Program Goals and Training Objectives

The Clinical Psychology Program is aligned with the scientist-practitioner model of training, which emphasizes the integration of science and practice in professional work.  Our students are trained as scientists who can critically evaluate and integrate information, generate hypotheses or alternative explanations that are grounded in the research literature, develop methods to evaluate those hypotheses or explanations, and communicate effectively in scholarly and lay contexts.  With support from the Program faculty, students are expected to take responsibility for and ownership of their own learning and success throughout the program. 

Professional Competences

The Clinical Psychology Program recognizes that a competent, effective clinical psychologist must demonstrate a range of skills across various domains.  These skills are fundamental and serve as the basis for all effective professional behavior in the field of clinical psychology.  We believe that a core scientific approach is manifested in both foundational and functional competencies. These competencies are (1) a prerequisite for advanced activities in clinical psychology (foundational), and (2) skills-based and demonstrated in professional domains (functional). We believe that demonstration of these collective competencies is fundamental to the effectiveness of a clinical psychologist.

core approach sample

The core scientific approach demands that students demonstrate empirically driven skepticism, logical discipline, tolerance of ambiguity, persistence, intellectual curiosity, and quantitative reasoning skills. This approach reflects skills and acumen that clinical psychologists must utilize across all professional settings.  Indeed, the core scientific approach is the bedrock of all subsequent competencies as these skills are not specific to clinical psychologists; rather, they are vital to the effectiveness of scientists generally.  This approach encompasses (1) the ability to apply current ethical and professional standards to a range of professional settings and situations; (2) an understanding of the knowledge and skills that underlie cultural humility and an ability to apply that understanding in professional situations;  (3) effective and clear written and oral communication skills; (4) the ability to integrate and synthesize information across professional domains; (5) resourcefulness and the capacity to seek out information necessary to answer relevant professional questions; and (6) the ability to engage in scholarly discourse.  This approach demands creativity, self-reflection, initiative, and an eagerness to engage, with increasing independence and in a flexible, scientifically-informed manner, with diverse ideas, people, and contexts.

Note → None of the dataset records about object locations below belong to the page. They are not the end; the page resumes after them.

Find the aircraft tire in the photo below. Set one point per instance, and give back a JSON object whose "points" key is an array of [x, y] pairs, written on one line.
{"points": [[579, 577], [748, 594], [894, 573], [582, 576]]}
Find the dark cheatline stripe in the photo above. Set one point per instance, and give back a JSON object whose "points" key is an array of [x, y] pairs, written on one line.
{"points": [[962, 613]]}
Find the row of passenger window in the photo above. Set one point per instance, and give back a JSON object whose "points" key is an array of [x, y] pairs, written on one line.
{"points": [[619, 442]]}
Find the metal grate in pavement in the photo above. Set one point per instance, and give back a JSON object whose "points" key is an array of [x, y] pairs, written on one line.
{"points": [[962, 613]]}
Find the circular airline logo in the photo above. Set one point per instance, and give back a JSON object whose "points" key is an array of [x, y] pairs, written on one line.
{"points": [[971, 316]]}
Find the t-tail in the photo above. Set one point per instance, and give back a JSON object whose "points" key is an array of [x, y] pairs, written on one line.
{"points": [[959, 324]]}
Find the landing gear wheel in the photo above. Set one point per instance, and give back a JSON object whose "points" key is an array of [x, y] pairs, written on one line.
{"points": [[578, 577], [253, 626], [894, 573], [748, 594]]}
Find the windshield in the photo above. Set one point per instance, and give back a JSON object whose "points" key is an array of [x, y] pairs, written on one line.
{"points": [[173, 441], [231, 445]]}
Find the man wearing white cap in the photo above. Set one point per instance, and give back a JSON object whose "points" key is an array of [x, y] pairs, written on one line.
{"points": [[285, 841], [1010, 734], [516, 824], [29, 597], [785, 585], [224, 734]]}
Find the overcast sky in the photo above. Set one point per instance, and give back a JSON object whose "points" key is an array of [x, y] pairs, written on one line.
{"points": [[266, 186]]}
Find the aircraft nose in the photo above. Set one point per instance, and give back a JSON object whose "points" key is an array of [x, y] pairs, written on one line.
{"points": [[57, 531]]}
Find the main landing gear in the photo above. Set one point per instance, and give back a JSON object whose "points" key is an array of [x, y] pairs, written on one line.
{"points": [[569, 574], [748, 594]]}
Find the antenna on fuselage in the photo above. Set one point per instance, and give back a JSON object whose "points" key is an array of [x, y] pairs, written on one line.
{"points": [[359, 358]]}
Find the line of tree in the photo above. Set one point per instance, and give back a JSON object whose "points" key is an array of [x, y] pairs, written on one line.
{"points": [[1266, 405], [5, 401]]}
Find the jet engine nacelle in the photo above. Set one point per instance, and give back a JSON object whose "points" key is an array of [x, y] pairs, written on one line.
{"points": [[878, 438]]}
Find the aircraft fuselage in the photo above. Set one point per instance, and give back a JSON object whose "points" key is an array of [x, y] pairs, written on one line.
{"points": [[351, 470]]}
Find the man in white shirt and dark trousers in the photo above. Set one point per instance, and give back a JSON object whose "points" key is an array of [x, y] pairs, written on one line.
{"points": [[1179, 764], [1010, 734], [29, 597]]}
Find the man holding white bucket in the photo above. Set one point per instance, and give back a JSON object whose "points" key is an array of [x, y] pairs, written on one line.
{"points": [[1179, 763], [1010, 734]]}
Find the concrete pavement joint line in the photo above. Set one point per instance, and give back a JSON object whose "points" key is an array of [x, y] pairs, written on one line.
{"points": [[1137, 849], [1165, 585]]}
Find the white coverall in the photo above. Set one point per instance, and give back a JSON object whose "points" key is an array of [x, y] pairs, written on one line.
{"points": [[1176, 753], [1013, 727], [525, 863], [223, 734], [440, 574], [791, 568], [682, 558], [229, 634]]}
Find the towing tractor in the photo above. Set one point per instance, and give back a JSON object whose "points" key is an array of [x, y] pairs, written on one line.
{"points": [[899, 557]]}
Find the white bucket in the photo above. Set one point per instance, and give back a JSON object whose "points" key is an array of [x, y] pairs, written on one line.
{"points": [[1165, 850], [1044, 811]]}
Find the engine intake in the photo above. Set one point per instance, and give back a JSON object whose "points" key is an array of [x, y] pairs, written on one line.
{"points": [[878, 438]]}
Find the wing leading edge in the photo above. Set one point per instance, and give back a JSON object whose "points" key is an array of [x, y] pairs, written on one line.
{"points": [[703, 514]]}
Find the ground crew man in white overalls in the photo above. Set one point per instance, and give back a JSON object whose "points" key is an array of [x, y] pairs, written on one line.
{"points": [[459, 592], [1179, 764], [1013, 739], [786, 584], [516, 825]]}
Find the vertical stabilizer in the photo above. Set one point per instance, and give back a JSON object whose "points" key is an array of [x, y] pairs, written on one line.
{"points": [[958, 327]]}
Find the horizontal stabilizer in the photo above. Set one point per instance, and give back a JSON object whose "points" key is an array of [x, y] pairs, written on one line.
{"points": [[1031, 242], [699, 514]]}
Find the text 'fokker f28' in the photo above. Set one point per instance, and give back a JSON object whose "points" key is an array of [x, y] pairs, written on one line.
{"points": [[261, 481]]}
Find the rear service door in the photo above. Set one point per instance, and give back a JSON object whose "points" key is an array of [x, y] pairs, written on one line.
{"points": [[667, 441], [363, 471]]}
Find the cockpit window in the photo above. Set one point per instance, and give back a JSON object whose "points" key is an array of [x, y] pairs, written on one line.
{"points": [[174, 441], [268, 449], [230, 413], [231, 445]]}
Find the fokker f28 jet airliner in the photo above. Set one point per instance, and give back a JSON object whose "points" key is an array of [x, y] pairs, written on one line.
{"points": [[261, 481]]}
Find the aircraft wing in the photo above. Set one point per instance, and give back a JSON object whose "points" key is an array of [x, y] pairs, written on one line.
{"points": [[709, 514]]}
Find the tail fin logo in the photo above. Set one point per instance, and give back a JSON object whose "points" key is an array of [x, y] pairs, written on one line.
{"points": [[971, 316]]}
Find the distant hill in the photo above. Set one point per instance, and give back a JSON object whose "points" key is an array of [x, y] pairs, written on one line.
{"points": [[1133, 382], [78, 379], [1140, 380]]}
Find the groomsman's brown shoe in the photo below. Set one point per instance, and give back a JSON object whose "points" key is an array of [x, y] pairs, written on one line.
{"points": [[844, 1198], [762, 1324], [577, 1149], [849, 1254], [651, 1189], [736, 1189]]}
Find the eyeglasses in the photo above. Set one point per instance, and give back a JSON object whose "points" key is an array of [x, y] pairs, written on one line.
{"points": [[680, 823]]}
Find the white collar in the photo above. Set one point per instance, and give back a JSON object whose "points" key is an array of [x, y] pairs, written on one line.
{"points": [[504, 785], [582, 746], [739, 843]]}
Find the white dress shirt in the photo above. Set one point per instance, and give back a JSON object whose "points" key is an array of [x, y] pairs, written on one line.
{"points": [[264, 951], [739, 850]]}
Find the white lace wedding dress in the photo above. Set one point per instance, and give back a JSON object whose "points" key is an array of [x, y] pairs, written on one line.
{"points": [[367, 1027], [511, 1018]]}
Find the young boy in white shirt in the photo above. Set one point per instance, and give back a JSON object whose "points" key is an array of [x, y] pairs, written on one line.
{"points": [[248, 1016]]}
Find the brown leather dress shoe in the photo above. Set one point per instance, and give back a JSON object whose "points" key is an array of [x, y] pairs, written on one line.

Foundational competencies are the basis of the practice of psychology.  These include (1) knowledge about the biological, cognitive, affective, social, and life span developmental bases of behavior, (2) knowledge about psychological research methods and techniques of data collection, hypothesis testing, and data analysis, and (3) knowledge about psychological clinical research findings fundamental to the delivery of health care services.  Foundational competencies also include (4) the ability to conceptualize and apply this scientific knowledge across research, practice, and other domains.  Finally, these competencies include the ability to (5) use empirical evidence, theoretical frameworks, and critical reasoning to guide professional decision making (which includes evidence-based practice), and (6) demonstrate knowledge of the history of one’s field of study.

Functional competencies emphasize the functional aspects of the practice of psychology.  These include (1) the ability to engage responsibly, respectfully, and professionally with supervisors, colleagues, and clients; (2) the application of knowledge to evidence-based practice; (3) the ability to effectively use evidence-based assessment methods to answer diagnostic questions and develop case conceptualizations rooted within the empirical literature while recognizing the strengths and limitations of a chosen approach; (4) the ability to effectively implement evidence-based interventions, evaluate treatment progress with established outcome measures, and modify treatment plans with developmentally appropriate clinical skill; and (5) knowledge of the unique features as of a psychologist’s various professional roles (e.g., clinician, supervisor, supervisee, consultant, teacher) and the ability to use existing scientific literature to inform one’s decision making in these roles.  Despite the applied nature of these competencies, they reflect the knowledge base and skills used by psychologists across professional domains.  

We recognize that the acquisition of these professional competencies occurs over time and unfolds across progressive developmental stages.  Thus, it is not appropriate to assess all competencies at one time point.  Instead, these professional competencies are assessed throughout students’ training and across multiple settings, including courses, clinical practica, annual review, and the clinical internship.  When competency-related concerns accumulate, faculty will discuss remediation as well as other potential courses of action with regard to fitness for a doctoral degree.  Faculty will evaluate whether remediation is appropriate or criteria for probation/dismissal have been met as specified in the Graduate Program Handbook.